Consider a sequence $\alpha_1,\alpha_2,...$ of wffs. For each wff $\varphi$ let $\varphi^*$ be the result of replacing the sentence symbol $A_n$ by $\alpha_n$, for each $n$.
(a) Let $v$ be a truth assignment for the set of all sentence symbols; define $u$ to be the truth assignment for which $u(A_n)=\bar{v}(\alpha_n)$. Show that $\bar{u}(\varphi)=\bar{v}(\varphi^*)$. Use the induction principle.
(b) Show that if $\varphi$ is a tautology, then so is $\varphi^*$.

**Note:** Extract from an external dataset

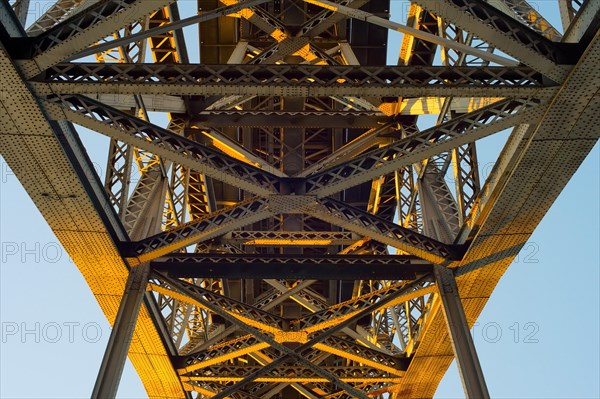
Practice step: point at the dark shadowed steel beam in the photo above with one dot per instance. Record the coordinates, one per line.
(117, 348)
(460, 335)
(347, 267)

Now, I got the part (a), but I can't induce part (b) from part (a), because of truth assignments for $\varphi^*$. Part (a) doesn't induce all truth assignments for $\varphi^*$, but only that for $\varphi$ and the corresponding $\bar{v}(\alpha_n)$. Is it enough to just care about $\bar{v}(\alpha_n)$'s to show $\varphi^*$ is a tautology?
Let $v$ an assignment whatever.
We have to consider the corresponding assignment $u$ such that $u (A_n)=\overline v(\alpha_n)$.
By the previous result: $\overline u(\varphi)=\overline v (\varphi^*)$.
But $\varphi$ is a tautology; thus, $\overline u(\varphi)= \text T$.